超载问题
Overloading issue
我正在尝试创建一组 类 来处理复数。我已经看到复数已经有一组 类,但是因为我正在学习 C++,所以我认为创建一个基本实现是个好主意。当我试图重载运算符“/”时,问题就出现了。我遇到段错误,我无法理解问题是否出在我的除法实现上:
complex.hpp :
#include <iostream>
#include <cstdlib>
class Complex {
float real;
float imm;
public:
Complex(float new_real = 0,float new_imm = 0) {this->real = new_real;this->imm = new_imm;}
void set(float new_real,float new_imm) {this->real = new_real; this->imm = new_imm;}
float get_real(void) const { return this->real;}
float get_imm(void) const { return this->imm;}
Complex conj(void) const {Complex tmp; tmp.set(this->real,-1.0 * this->imm); return tmp;}
friend std::ostream& operator<<(std::ostream& os, const Complex& cpx) {os << "Real: " << cpx.real << " Imm: " << cpx.imm << std::endl; return os; }
friend Complex operator*(const Complex& lhs,const Complex& rhs);
friend Complex operator+(const Complex& lhs,const Complex& rhs);
friend Complex operator+(const Complex& lhs,const float& rhs);
};
complex.cpp:
#include "complex.hpp"
Complex operator*(const Complex& lhs,const Complex& rhs)
{
float real_part = (lhs.real * rhs.real) - ( lhs.imm * rhs.imm);
float imm_part = (lhs.real * rhs.imm) + ( lhs.imm * rhs.real);
Complex result;
result.set(real_part,imm_part);
return result;
}
Complex operator+(const Complex& lhs,const Complex& rhs)
{
float real_part = lhs.real + rhs.real;
float imm_part = lhs.imm + rhs.imm;
Complex result;
result.set(real_part,imm_part);
return result;
}
Complex operator+(const Complex& lhs,const float& rhs)
{
float real_part = lhs.real + rhs;
float imm_part = lhs.imm;
Complex result;
result.set(real_part,imm_part);
return result;
}
Complex operator/(const Complex& lhs,const Complex& rhs)
{
Complex numerator(0,0);
numerator = rhs * rhs.conj();
Complex denominator(0,0);
denominator = lhs * rhs.conj();
Complex result;
float real_numerator = numerator.get_real();
result = denominator / real_numerator;
return result;
}
Complex operator/(const Complex& lhs,const float& rhs)
{
float real_part = lhs.get_real() / rhs;
float imm_part = lhs.get_imm() / rhs;
Complex result;
result.set(real_part,imm_part);
return result;
}
2个复数除法的整个思想是将分子的共轭分子和分母相乘,以便分子上只有实数。

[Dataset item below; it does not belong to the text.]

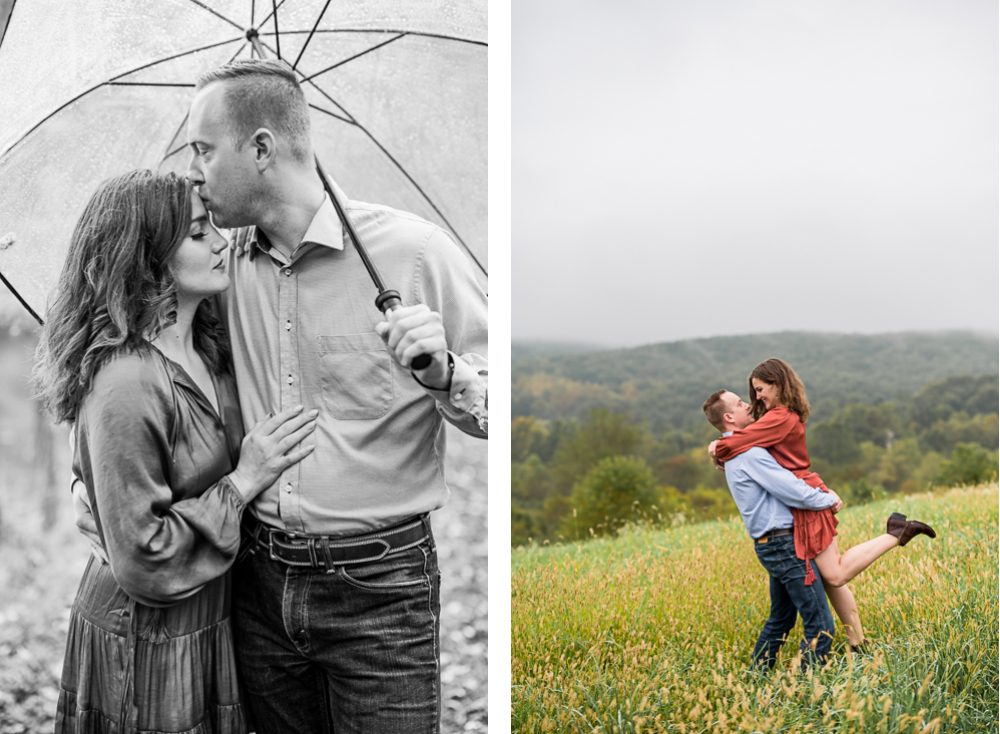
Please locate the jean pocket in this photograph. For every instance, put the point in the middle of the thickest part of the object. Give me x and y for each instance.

只是为了说清楚:
(a + ib) / (c + id) = ((a + ib) / (c + id)) * ((c - id) / (c - id)) = ((a + ib ) * (c - id)) / (c^2 + d^2)
现在,当我尝试这样做时:
main.cpp :
int main(int argc, char *argv[])
{
Complex x(4,8);
Complex y(3,7);
Complex result = x / y;
result = x / 6;
return 0;
}
我遇到了这个段错误,我不明白:
(gdb) break main
Breakpoint 2 at 0x401c56: file equalization_main.cpp, line 49.
(gdb) r
The program being debugged has been started already.
Start it from the beginning? (y or n) y
`/home/campiets/workspace/frontend/dfe_equalizer_fe/dev/view/src_c/test' has changed; re-reading symbols.
Starting program: /home/campiets/workspace/frontend/dfe_equalizer_fe/dev/view/src_c/test
Breakpoint 2, main (argc=1, argv=0x7fffffffbf08) at equalization_main.cpp:49
49 Complex x(4,8);
(gdb) n
50 Complex y(3,7);
(gdb) n
51 Complex result = x / y;
(gdb) n
Program received signal SIGSEGV, Segmentation fault.
0x0000000000401e64 in Complex::Complex (this=<error reading variable: Cannot access memory at address 0x7fffff3feff8>, new_real=<error reading variable: Cannot access memory at address 0x7fffff3feff4>,
new_imm=<error reading variable: Cannot access memory at address 0x7fffff3feff0>) at complex.hpp:38
38 Complex(float new_real = 0,float new_imm = 0) {this->real = new_real; this->imm = new_imm;}
有什么想法吗?
Complex operator/(const Complex& lhs,const Complex& rhs)
{
...
Complex denominator...;
...
float real_numerator = ...;
result = denominator / real_numerator;
...
}
这就是无限递归。
由于编译器没有看到 operator/(const Complex &lhs, const float &rhs),它会将 float 参数转换为 Complex,因此你得到递归。
最简单的解决方案是在operator/(const Complex &lhs, const Complex &rhs)之前声明或定义operator/(const Complex &lhs, const float &rhs)。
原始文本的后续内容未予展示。